Central visceral adiposity may be a more important risk factor for BE formation than BMI itself. A case-control study found that visceral adipose tissue was 1.5 times higher in patients with BE compared with controls and population-based studies have identified a significant association between BE and either increasing waist circumference or waist-to-hip ratio. Interestingly, when controlling for waist-to-hip ratio, the association between BMI and BE has been shown to be almost completely attenuated, suggesting that the obesity effect is mediated through visceral adiposity.
A mechanistic explanation for the relationship with central adiposity includes the unproven postulates that increased abdominal visceral fat elevates intraabdominal pressure or intragastric pressure. More likely is that the pressure gradient across the antireflux barrier is increased, resulting in hiatus hernia and GERD, and the metabolic and endocrine activity of visceral adipose tissue in those with central obesity (who interestingly are more likely to be male) may also be important. Central obesity alters expression levels of obesity-related and proinflammatory cytokines such as leptin, adiponectin, tumor necrosis factor (TNF)-alpha, interleukin (IL)-6, and insulin-like growth factor.

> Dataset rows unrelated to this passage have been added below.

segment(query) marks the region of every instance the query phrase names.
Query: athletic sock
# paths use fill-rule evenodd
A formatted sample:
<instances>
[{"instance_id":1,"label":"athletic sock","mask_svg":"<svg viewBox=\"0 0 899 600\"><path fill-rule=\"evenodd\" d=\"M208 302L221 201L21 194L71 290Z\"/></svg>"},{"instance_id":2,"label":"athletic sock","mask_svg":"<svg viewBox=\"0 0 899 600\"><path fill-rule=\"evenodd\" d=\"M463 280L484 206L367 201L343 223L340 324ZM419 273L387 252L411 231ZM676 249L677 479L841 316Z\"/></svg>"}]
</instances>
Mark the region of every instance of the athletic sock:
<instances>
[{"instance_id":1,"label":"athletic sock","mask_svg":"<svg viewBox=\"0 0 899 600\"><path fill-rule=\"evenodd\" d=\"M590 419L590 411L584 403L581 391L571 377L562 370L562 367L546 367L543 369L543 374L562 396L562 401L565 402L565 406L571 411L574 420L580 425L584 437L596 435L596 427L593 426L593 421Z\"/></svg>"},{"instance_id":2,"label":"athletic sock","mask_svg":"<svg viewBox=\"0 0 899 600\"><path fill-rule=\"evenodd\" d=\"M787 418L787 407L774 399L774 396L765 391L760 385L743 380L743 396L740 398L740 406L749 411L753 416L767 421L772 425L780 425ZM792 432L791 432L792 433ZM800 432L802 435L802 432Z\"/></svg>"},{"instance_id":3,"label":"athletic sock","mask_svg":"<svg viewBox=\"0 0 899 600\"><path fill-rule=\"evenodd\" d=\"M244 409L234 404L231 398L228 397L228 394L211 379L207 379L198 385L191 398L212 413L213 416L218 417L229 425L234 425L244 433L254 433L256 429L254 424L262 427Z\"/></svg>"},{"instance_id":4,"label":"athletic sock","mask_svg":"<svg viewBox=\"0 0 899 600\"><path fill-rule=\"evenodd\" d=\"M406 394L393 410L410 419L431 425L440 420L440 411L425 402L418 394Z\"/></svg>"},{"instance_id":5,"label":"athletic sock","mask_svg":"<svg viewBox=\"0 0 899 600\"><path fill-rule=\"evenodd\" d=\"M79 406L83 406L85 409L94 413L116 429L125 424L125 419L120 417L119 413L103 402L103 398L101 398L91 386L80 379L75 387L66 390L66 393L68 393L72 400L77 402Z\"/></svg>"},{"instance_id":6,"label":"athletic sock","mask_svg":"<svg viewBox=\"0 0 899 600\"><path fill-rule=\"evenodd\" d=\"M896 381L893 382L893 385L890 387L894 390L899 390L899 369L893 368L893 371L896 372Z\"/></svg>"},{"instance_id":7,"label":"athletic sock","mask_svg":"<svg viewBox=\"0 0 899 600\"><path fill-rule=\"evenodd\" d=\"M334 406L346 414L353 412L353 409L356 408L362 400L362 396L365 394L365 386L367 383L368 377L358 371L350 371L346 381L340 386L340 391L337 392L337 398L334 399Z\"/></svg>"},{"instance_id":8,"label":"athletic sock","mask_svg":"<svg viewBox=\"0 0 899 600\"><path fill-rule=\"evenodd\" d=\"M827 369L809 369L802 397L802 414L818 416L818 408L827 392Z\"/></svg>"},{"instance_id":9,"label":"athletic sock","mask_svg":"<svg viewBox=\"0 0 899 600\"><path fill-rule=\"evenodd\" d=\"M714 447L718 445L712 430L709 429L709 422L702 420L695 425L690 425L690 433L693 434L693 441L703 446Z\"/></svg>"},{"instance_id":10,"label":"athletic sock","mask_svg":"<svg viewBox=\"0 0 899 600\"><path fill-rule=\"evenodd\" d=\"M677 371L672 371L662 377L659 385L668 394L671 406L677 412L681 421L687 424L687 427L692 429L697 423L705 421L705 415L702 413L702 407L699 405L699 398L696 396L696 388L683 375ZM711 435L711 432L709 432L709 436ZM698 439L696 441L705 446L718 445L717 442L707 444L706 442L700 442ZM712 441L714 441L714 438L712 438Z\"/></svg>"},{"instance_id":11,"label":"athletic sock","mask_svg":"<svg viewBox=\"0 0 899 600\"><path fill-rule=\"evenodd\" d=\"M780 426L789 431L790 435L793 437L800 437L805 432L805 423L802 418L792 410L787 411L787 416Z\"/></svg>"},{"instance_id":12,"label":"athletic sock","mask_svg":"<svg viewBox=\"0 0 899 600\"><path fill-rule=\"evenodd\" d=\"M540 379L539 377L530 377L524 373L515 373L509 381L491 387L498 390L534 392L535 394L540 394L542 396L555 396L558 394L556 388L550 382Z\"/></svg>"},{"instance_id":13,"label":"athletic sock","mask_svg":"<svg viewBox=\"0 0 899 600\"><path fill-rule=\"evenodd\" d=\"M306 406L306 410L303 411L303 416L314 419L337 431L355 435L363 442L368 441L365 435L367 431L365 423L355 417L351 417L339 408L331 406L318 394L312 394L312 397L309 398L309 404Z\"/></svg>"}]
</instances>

As leptin is upregulated in obesity and increases proliferation of EAC cells in vitro, the association between serum leptin levels and BE has been examined. Two studies found an increased risk of BE if leptin levels were elevated, but the association was stronger in men in one study and stronger in women in the other study. Another study did not show an association with leptin, but it did show a significant inverse association of elevated adiponectin levels and BE risk compared with colon screening controls (adjusted OR, 0.42; 95% CI, 0.22 to 0.80). Thus while recent studies on the interaction of central obesity and EAC have elucidated the molecular pathways by which adipocytokines contribute to EAC formation and propagation, more data from larger studies are required to further clarify the role for leptin and other obesity-related cytokines in BE development.
Most, but not all, population-based studies have documented an approximately twofold increase in risk of BE in patients who have ever smoked. Contrary to some earlier findings, recent data suggest that a greater number of pack-years smoked may be associated with a greater risk of BE, but this effect may plateau at approximately 20 pack-years. Furthermore, a recent population-based study showed that smoking and GERD may exert a synergistic effect on disease development and progression. There are no convincing data supporting an increased risk of BE due to alcohol consumption. On the contrary, an inverse association of wine consumption and risk of BE has been reported and a pooled analysis of Barrett cases compared with controls found a moderate reduction of risk with consumption of wine (OR, 0.71; 95% CI, 0.60 to 1.00), although without a dose-response relationship.